If using Graham Cracker/Gingerbread Mix:
OR from scratch:
- 1 cup brown sugar or coconut palm sugar
- 1 1/2 cups Jules Gluten Free All Purpose Flour
- 1/2 cup buckwheat or brown rice flour (Arrowhead Mills® Organic Buckwheat Flour)
- 1 cup fine white rice flour
- 1 Tbs. baking powder
- 2 tsp. ground cinnamon
- 1 tsp. pumpkin pie spice
- 1/2 tsp. allspice
- 1/2 tsp. ground ginger
- dash of salt
- 3/4 cup shortening (Earth Balance® Shortening Sticks or Coconut Oil)
- 1 1/4 cup applesauce (“natural” applesauce is less sweet) OR pumpkin purée
- 2 eggs or egg substitute (like 2 Tbs. flaxseed meal steeped in 6 Tbs. warm water or 6 Tbs. yogurt or egg-free mayo)
- 1/4 cup blackstrap molasses
- 1 tsp. pure vanilla extract
Preheat oven to 350° F (static) or 325° F (convection).
Cream sugar with shortening, beating until light (approximately 3 minutes). Add applesauce, eggs, molasses and vanilla. Mix until fully incorporated.
If baking from scratch, whisk together dry ingredients in a separate bowl.
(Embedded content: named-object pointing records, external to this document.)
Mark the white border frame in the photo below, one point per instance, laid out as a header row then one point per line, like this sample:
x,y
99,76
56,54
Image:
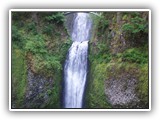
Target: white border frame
x,y
80,10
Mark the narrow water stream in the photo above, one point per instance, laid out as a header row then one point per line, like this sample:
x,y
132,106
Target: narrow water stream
x,y
75,69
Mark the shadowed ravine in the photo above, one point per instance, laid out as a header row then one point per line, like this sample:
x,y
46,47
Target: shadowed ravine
x,y
75,69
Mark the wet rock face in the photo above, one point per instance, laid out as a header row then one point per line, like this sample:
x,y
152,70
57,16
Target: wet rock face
x,y
121,91
38,90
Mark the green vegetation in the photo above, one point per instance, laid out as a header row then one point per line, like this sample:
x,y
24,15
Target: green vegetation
x,y
40,43
19,76
113,56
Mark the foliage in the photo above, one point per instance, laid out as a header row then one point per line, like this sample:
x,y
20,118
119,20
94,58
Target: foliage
x,y
41,44
132,61
135,55
57,17
137,24
19,69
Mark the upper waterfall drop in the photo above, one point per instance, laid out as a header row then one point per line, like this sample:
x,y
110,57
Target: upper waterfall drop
x,y
81,27
75,69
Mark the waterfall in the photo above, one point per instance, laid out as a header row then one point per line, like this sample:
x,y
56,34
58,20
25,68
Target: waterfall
x,y
75,69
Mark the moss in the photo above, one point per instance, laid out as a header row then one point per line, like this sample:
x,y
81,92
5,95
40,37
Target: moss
x,y
19,76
Slowly add dry Graham Cracker/Gingersnap Mix OR the whisked dry ingredients in with the sugar mixture, beating until the batter is smooth.
Oil a 9 x 13 baking pan and spoon batter into the pan; smooth the top with a rubber spatula.
Bake in preheated oven for 35 minutes, or until toothpick or cake tester inserted into the center comes out nearly clean. Serve warm with whipped cream (or non-dairy version) or vanilla ice cream (dairy or non-dairy) or fresh fruit.